Chung Stephanie, Tumlinson Katherine, Palmquist Aunchalee, Senderowicz Leigh
Department of Maternal and Child Health, Gillings School of Global Public Health, University of North Carolina at Chapel Hill, NC, USA.
Carolina Population Center, University of North Carolina at Chapel Hill, NC, USA.
Womens Health (Lond). 2025 Jan-Dec;21:17455057251358983. doi: 10.1177/17455057251358983. Epub 2025 Jul 28.
People have contraceptive autonomy when they can obtain their preferred contraceptive method. Non-preferred method use may result from inappropriate medical contraindications, which occur when providers apply incorrect contraceptive eligibility criteria during consultations. Non-preferred method use and inappropriate medical contraindications are understudied in the Global South, partially due to measurement challenges.
This study provides the first evidence in over two decades that inappropriate medical contraindications are still a barrier to preferred method use in the Global South and offer a new conceptual frame for a neglected medical barrier to contraceptive use.
We collected qualitative data from 49 in-depth interviews and 17 focus group discussions (n = 146) with women of reproductive age (15-49) in an anonymized African country.
We deductively identified instances of preferred method denial for medical reasons, then analyzed these episodes to determine whether the medical reasons for denial were evidence-based.
We found that many women who reported preferred method denial described being offered medical reasons discordant with evidence-based guidelines, often resulting in what we determined to be contraceptive coercion. Specifically, we identified that (1) women experienced bi-directional contraceptive coercion with medical rationales, (2) women trusted providers' medical authority and felt unable to ask for more information, and finally, (3) women's personal reasons for their contraceptive preferences were rendered illegitimate by providers' use of biomedical language and (often incorrect) medical rationales. Consequentially, some women self-reported information indicating a legitimate contraindication to the non-preferred method their provider encouraged them to use.
Inappropriate medical contraindications are an under-studied facility-level barrier to contraceptive access that can result in contraceptive coercion, negative health outcomes, discontinuation of wanted methods, and loss of reproductive autonomy.

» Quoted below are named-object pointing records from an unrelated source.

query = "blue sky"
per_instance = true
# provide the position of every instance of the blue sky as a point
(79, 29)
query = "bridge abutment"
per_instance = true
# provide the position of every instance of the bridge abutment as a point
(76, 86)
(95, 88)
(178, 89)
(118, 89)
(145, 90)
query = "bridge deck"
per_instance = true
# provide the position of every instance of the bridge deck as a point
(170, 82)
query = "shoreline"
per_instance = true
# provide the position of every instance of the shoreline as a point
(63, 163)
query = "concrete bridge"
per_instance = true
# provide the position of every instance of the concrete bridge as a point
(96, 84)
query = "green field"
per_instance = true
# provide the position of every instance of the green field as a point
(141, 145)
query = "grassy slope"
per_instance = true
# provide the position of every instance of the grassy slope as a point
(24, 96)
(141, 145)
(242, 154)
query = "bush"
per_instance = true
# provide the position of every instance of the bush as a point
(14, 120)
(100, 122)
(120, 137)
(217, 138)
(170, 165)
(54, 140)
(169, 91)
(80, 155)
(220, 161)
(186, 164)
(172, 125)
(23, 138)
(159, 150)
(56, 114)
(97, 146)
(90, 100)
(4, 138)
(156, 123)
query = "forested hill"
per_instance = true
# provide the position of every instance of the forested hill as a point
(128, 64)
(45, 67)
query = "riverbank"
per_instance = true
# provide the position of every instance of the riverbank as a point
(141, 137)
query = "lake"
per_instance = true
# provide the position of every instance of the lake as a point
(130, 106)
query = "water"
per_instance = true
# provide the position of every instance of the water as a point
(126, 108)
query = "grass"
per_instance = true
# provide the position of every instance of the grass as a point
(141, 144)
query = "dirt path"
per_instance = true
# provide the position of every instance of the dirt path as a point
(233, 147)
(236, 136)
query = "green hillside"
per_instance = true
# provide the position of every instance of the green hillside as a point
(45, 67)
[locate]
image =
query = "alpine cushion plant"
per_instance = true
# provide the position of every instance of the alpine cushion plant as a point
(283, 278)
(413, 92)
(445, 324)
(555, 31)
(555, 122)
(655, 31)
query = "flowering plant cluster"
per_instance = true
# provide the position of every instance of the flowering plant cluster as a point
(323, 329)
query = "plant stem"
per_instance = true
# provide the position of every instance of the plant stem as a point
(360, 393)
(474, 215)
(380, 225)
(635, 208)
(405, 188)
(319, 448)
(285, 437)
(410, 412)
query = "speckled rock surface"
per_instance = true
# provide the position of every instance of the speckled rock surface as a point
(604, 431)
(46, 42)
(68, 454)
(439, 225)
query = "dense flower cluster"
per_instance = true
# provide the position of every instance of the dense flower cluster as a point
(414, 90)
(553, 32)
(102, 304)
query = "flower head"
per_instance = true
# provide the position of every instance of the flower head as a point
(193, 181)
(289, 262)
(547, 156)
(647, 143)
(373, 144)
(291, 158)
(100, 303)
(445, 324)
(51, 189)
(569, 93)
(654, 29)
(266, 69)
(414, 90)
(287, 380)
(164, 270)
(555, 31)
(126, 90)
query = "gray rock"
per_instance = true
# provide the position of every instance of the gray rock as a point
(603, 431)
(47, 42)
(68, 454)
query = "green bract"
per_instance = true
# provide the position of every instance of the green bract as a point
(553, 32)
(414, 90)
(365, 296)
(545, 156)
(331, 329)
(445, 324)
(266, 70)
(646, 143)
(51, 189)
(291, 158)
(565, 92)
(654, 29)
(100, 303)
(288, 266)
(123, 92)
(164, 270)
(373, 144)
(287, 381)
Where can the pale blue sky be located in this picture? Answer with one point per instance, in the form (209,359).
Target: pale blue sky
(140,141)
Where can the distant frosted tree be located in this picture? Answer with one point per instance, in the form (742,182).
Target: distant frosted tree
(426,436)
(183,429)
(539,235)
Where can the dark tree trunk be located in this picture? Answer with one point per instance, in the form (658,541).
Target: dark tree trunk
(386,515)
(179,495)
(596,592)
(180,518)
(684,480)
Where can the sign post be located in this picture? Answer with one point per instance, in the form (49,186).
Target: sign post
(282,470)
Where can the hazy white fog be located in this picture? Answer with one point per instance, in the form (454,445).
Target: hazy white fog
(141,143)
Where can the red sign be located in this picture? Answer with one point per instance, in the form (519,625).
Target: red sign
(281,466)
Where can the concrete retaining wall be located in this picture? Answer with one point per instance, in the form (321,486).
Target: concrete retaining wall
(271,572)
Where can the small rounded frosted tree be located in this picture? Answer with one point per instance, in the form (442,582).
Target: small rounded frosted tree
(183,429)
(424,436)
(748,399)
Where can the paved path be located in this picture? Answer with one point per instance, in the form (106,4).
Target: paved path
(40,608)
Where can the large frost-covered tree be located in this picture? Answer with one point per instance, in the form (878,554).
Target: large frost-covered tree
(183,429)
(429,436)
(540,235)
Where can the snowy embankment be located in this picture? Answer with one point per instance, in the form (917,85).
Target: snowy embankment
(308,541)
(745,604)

Addressing inappropriate medical contraindications will require solutions that negotiate both structural factors and individual provider behavior to improve the quality of contraceptive service provision.

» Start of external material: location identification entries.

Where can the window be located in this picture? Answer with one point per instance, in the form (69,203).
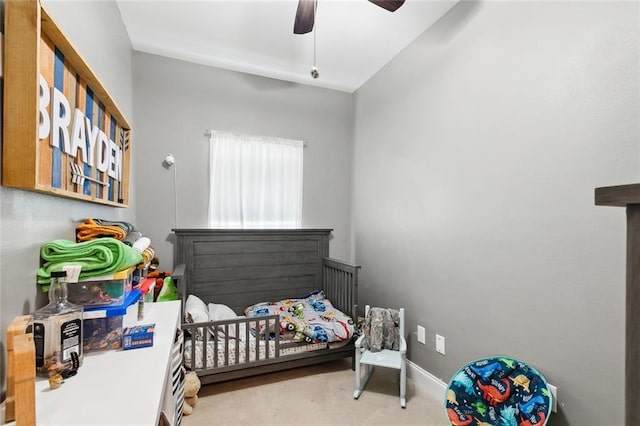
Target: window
(254,182)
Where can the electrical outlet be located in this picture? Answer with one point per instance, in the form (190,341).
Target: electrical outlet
(440,344)
(554,397)
(421,335)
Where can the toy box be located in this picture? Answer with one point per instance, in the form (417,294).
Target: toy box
(139,336)
(110,290)
(102,327)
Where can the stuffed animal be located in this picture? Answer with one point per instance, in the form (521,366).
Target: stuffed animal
(191,388)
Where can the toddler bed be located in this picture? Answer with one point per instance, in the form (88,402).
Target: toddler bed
(274,276)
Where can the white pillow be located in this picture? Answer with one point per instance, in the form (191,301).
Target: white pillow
(196,308)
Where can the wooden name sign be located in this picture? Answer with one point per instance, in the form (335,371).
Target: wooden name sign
(63,134)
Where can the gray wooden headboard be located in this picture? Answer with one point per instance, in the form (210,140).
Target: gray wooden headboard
(241,267)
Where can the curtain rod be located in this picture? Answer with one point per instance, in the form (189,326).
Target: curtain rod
(208,132)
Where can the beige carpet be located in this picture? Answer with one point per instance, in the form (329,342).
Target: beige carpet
(316,395)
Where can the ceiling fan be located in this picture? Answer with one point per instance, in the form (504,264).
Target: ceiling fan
(305,15)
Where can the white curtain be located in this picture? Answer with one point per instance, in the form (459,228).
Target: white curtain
(255,182)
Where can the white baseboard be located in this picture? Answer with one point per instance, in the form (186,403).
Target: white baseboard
(426,382)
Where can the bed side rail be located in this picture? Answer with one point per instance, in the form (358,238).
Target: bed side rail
(340,284)
(214,335)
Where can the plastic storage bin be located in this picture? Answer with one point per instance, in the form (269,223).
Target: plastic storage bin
(102,327)
(109,290)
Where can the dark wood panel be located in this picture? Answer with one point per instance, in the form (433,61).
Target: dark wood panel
(254,259)
(214,246)
(259,272)
(618,196)
(256,284)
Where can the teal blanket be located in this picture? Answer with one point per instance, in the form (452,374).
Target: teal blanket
(102,256)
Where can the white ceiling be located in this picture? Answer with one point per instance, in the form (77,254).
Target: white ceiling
(354,38)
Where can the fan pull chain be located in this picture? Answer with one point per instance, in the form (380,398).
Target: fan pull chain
(314,69)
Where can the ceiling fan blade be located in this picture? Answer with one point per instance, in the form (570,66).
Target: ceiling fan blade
(390,5)
(305,17)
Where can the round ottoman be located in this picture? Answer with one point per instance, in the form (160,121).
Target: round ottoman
(498,391)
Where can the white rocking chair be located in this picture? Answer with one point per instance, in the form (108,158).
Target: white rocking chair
(385,358)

当人们能够获得他们偏爱的避孕方法时,他们就拥有了避孕自主权。使用非偏爱的避孕方法可能是由于不恰当的医学禁忌,这发生在医疗服务提供者在咨询过程中应用了错误的避孕适用标准时。在全球南方地区,非偏爱的避孕方法使用情况以及不恰当的医学禁忌尚未得到充分研究,部分原因是测量方面存在挑战。
本研究提供了二十多年来的首个证据,表明不恰当的医学禁忌仍然是全球南方地区获得偏爱的避孕方法的障碍,并为一个被忽视的避孕使用医学障碍提供了新的概念框架。
我们在一个匿名的非洲国家,对49名育龄期(15 - 49岁)女性进行了深入访谈,并开展了17次焦点小组讨论(n = 146),收集了定性数据。
我们通过演绎法确定因医学原因而拒绝使用偏爱方法的实例,然后分析这些情况以确定拒绝的医学原因是否基于证据。
我们发现,许多报告称被拒绝使用偏爱方法的女性描述说,她们被告知的医学原因与循证指南不一致,这往往导致我们所认定的避孕强制行为。具体而言,我们发现:(1)女性经历了具有医学理由的双向避孕强制;(2)女性信任医疗服务提供者的医学权威,觉得无法询问更多信息;最后,(3)医疗服务提供者使用生物医学语言和(通常不正确的)医学理由,使女性避孕偏好的个人原因变得不合理。结果,一些女性自行报告了一些信息,表明她们对医疗服务提供者鼓励她们使用的非偏爱方法存在合理的禁忌。
不恰当的医学禁忌是一个未得到充分研究的机构层面的避孕获取障碍,可能导致避孕强制、负面健康结果、停止使用期望的方法以及丧失生殖自主权。解决不恰当的医学禁忌问题需要采取能够兼顾结构因素和个体医疗服务提供者行为的解决方案,以提高避孕服务的提供质量。